Dans un système à bout de souffle, Initiative pharma appelle à un changement de cap et porte trois axes de proposition pour garantir une souveraineté sanitaire durable en faveur des patients français.
Tout d’abord, une enveloppe budgétaire spécifique, dédiée à l’innovation et à la souveraineté sanitaire. Elle aurait pour objectif d’améliorer les conditions d’accès et de prix afin de faire du développement et de la production de médicaments innovants, un pilier de la stratégie sanitaire et industrielle du pays.
Deuxième axe : adapter les politiques publiques du médicament pour valoriser l’investissement en France. Le syndicat propose de refonder les politiques françaises d’évaluation, de fixation des prix, de fiscalité et d’achats publics pour y intégrer des critères de souveraineté et de reconnaissance des investissements réalisées en France et en Europe.
La structure du prix d’un médicament reposerait sur deux piliers : sa valeur thérapeutique et économique, mais aussi sa contribution à la souveraineté industrielle. "Aujourd’hui une société qui fabrique ses produits dans notre pays est considérée et évaluée de la même manière qu’une entreprise qui fabrique ses produits hors de nos frontières.
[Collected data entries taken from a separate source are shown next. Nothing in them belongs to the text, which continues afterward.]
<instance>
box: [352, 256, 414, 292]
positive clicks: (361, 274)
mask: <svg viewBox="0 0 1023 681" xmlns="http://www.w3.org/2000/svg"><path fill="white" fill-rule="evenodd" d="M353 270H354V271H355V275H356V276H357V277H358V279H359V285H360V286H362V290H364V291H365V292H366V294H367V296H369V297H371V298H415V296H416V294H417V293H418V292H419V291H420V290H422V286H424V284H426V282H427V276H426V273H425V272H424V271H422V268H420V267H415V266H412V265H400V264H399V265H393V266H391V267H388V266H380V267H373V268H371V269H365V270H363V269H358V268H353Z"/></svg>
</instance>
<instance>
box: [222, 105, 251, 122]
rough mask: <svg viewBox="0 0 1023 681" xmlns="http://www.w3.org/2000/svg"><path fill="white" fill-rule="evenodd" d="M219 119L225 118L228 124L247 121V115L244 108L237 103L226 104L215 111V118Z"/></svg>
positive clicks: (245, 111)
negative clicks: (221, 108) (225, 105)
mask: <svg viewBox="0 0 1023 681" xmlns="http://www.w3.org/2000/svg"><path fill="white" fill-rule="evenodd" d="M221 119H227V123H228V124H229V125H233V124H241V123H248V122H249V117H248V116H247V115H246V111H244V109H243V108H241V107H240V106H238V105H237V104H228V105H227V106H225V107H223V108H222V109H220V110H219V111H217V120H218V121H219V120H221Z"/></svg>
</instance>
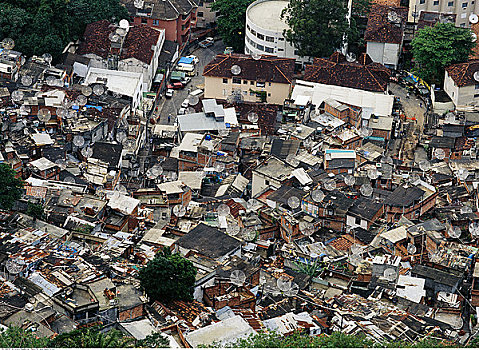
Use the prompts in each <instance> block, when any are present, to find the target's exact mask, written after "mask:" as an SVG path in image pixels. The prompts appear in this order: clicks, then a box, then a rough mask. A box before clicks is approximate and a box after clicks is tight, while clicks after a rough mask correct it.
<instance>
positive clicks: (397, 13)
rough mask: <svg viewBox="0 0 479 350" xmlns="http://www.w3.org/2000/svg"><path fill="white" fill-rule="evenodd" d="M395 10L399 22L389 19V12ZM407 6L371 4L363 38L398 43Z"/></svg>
mask: <svg viewBox="0 0 479 350" xmlns="http://www.w3.org/2000/svg"><path fill="white" fill-rule="evenodd" d="M391 12H395V13H396V14H397V15H398V17H399V18H400V19H401V20H400V22H399V23H393V22H391V21H390V20H389V18H388V16H389V13H391ZM407 12H408V9H407V7H392V6H383V5H373V6H372V8H371V12H370V13H369V18H368V25H367V27H366V32H365V33H364V40H366V41H374V42H378V43H391V44H400V43H401V42H402V38H403V33H404V24H405V22H406V20H407Z"/></svg>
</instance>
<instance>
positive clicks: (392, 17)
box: [388, 11, 400, 23]
mask: <svg viewBox="0 0 479 350" xmlns="http://www.w3.org/2000/svg"><path fill="white" fill-rule="evenodd" d="M399 20H400V18H399V16H398V14H397V13H396V12H395V11H389V12H388V21H389V22H391V23H398V22H399Z"/></svg>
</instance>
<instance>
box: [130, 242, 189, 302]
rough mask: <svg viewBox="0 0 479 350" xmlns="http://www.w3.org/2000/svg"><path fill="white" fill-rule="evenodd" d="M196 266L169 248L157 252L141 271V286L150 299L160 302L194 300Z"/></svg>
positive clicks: (140, 276) (140, 280) (140, 275)
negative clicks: (152, 257)
mask: <svg viewBox="0 0 479 350" xmlns="http://www.w3.org/2000/svg"><path fill="white" fill-rule="evenodd" d="M195 277H196V268H195V267H194V266H193V263H192V262H191V261H189V260H188V259H185V258H183V257H182V256H181V255H179V254H171V252H170V251H169V249H167V248H166V249H164V250H163V252H161V253H158V254H156V256H155V258H154V259H153V260H151V261H150V262H148V264H147V265H146V266H145V267H143V268H142V269H141V270H140V272H139V279H140V283H141V286H142V287H143V289H144V290H145V291H146V293H147V294H148V296H149V297H150V299H152V300H158V301H160V302H168V301H171V300H184V301H191V300H193V290H194V284H195Z"/></svg>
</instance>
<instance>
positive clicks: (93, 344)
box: [48, 327, 134, 348]
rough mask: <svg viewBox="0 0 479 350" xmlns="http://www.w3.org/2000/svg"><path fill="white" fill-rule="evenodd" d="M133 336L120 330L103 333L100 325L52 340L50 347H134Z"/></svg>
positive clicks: (81, 329) (87, 347)
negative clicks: (126, 336)
mask: <svg viewBox="0 0 479 350" xmlns="http://www.w3.org/2000/svg"><path fill="white" fill-rule="evenodd" d="M133 346H134V341H133V339H132V338H128V337H126V336H125V335H124V334H123V333H121V332H120V331H119V330H116V329H112V330H111V331H109V332H106V333H103V332H101V331H100V329H99V328H98V327H90V328H81V329H75V330H74V331H71V332H68V333H63V334H60V335H59V336H57V337H56V338H54V339H53V340H51V341H50V342H49V344H48V347H54V348H126V347H133Z"/></svg>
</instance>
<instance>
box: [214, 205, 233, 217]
mask: <svg viewBox="0 0 479 350" xmlns="http://www.w3.org/2000/svg"><path fill="white" fill-rule="evenodd" d="M216 211H217V212H218V215H219V216H228V215H229V214H230V207H228V206H227V205H226V204H220V205H218V208H216Z"/></svg>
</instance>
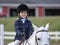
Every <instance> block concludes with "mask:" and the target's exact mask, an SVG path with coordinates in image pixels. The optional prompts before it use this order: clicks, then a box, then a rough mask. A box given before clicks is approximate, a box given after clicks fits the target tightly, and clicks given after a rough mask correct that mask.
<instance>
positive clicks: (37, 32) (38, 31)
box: [35, 30, 48, 45]
mask: <svg viewBox="0 0 60 45" xmlns="http://www.w3.org/2000/svg"><path fill="white" fill-rule="evenodd" d="M39 32H48V31H46V30H39V31H37V32H36V33H35V40H36V44H37V45H38V41H37V36H36V34H37V33H39Z"/></svg>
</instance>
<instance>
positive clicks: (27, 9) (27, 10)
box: [17, 4, 29, 13]
mask: <svg viewBox="0 0 60 45" xmlns="http://www.w3.org/2000/svg"><path fill="white" fill-rule="evenodd" d="M28 10H29V8H28V6H27V5H25V4H20V5H19V6H18V7H17V13H20V11H28Z"/></svg>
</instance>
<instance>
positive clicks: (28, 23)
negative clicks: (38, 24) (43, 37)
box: [14, 4, 34, 45]
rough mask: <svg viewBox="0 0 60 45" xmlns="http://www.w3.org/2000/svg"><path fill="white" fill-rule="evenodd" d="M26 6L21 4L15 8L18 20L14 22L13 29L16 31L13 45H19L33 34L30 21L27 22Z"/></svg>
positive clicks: (27, 14) (26, 12)
mask: <svg viewBox="0 0 60 45" xmlns="http://www.w3.org/2000/svg"><path fill="white" fill-rule="evenodd" d="M28 10H29V8H28V6H27V5H25V4H21V5H19V6H18V7H17V13H18V16H19V19H18V20H16V21H15V24H14V27H15V31H16V36H15V39H14V40H15V45H20V44H21V43H22V42H23V41H24V40H27V39H29V37H30V36H31V35H32V33H33V31H34V30H33V27H32V23H31V21H30V20H28V18H27V15H28Z"/></svg>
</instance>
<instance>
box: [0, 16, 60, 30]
mask: <svg viewBox="0 0 60 45" xmlns="http://www.w3.org/2000/svg"><path fill="white" fill-rule="evenodd" d="M17 19H18V18H17V17H11V18H0V24H4V26H5V28H4V30H5V31H14V22H15V20H17ZM29 20H31V21H32V23H34V24H35V25H36V26H38V27H40V26H42V25H44V26H45V25H46V24H47V23H50V27H49V31H60V16H55V17H29Z"/></svg>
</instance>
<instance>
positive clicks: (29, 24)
mask: <svg viewBox="0 0 60 45" xmlns="http://www.w3.org/2000/svg"><path fill="white" fill-rule="evenodd" d="M33 32H34V29H33V27H32V23H31V22H29V36H31V35H32V33H33Z"/></svg>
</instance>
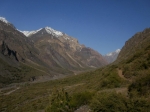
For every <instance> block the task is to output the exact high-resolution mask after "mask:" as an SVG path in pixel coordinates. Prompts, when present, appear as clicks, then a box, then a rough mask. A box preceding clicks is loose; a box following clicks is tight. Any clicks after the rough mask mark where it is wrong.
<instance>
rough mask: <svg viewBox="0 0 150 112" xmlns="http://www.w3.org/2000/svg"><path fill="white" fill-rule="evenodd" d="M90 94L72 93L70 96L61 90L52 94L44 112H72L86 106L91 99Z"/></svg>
mask: <svg viewBox="0 0 150 112" xmlns="http://www.w3.org/2000/svg"><path fill="white" fill-rule="evenodd" d="M92 96H93V93H92V92H87V91H86V92H82V93H74V94H72V96H70V95H69V94H68V93H67V92H65V91H64V89H62V90H61V91H58V90H57V91H56V92H54V93H53V94H52V95H51V97H50V104H49V105H48V107H47V108H46V109H45V111H46V112H73V111H74V110H76V109H77V108H78V107H80V106H82V105H85V104H88V103H89V102H90V100H91V99H92Z"/></svg>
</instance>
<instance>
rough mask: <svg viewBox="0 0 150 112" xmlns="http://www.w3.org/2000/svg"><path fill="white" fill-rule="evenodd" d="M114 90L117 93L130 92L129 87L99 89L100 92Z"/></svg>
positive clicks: (105, 91)
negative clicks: (129, 91)
mask: <svg viewBox="0 0 150 112" xmlns="http://www.w3.org/2000/svg"><path fill="white" fill-rule="evenodd" d="M113 91H115V92H116V93H123V94H125V95H127V94H128V93H127V92H128V89H127V87H122V88H112V89H104V90H101V91H99V93H102V92H113Z"/></svg>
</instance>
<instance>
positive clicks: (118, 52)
mask: <svg viewBox="0 0 150 112" xmlns="http://www.w3.org/2000/svg"><path fill="white" fill-rule="evenodd" d="M120 51H121V50H120V49H117V50H116V51H114V52H111V53H108V54H106V55H104V56H103V57H104V58H105V59H106V60H107V62H108V63H112V62H114V61H115V60H116V59H117V57H118V55H119V53H120Z"/></svg>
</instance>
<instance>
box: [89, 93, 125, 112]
mask: <svg viewBox="0 0 150 112" xmlns="http://www.w3.org/2000/svg"><path fill="white" fill-rule="evenodd" d="M125 102H127V101H126V98H125V97H124V96H122V95H121V94H116V93H100V94H97V95H96V96H95V97H94V98H93V100H92V101H91V104H90V107H91V109H92V110H93V111H94V112H126V111H127V108H126V105H125V104H126V103H125Z"/></svg>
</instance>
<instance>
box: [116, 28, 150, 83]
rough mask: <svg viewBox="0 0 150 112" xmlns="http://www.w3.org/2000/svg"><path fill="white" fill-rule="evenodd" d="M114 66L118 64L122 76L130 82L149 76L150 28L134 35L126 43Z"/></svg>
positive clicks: (121, 50)
mask: <svg viewBox="0 0 150 112" xmlns="http://www.w3.org/2000/svg"><path fill="white" fill-rule="evenodd" d="M114 64H118V66H119V67H120V69H122V73H123V75H124V76H125V77H126V78H129V79H130V80H131V79H133V80H134V78H135V77H143V76H146V75H147V76H149V73H150V72H149V67H150V28H147V29H145V30H144V31H142V32H138V33H136V34H135V35H134V36H132V37H131V38H130V39H129V40H128V41H126V42H125V45H124V46H123V48H122V49H121V52H120V53H119V55H118V58H117V60H116V61H115V62H114Z"/></svg>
C’est inacceptable", a déploré Gilles Messal, Président France de Guerbet.
Enfin, le soutien à une loi de programmation en santé. Sur une période de 5 ans, cette loi établirait un cap clair et stable pour les politiques publiques de santé en reposant sur deux axes : l’adéquation entre les besoins prioritaires de la population et les solutions thérapeutiques disponibles, et la mise en place de nouveaux modes de financement offrant ainsi aux acteurs industriels la visibilité nécessaire pour investir en France.
Références :
D’après une conférence de presse Initiative Pharma (Paris, le 2 avril 2026)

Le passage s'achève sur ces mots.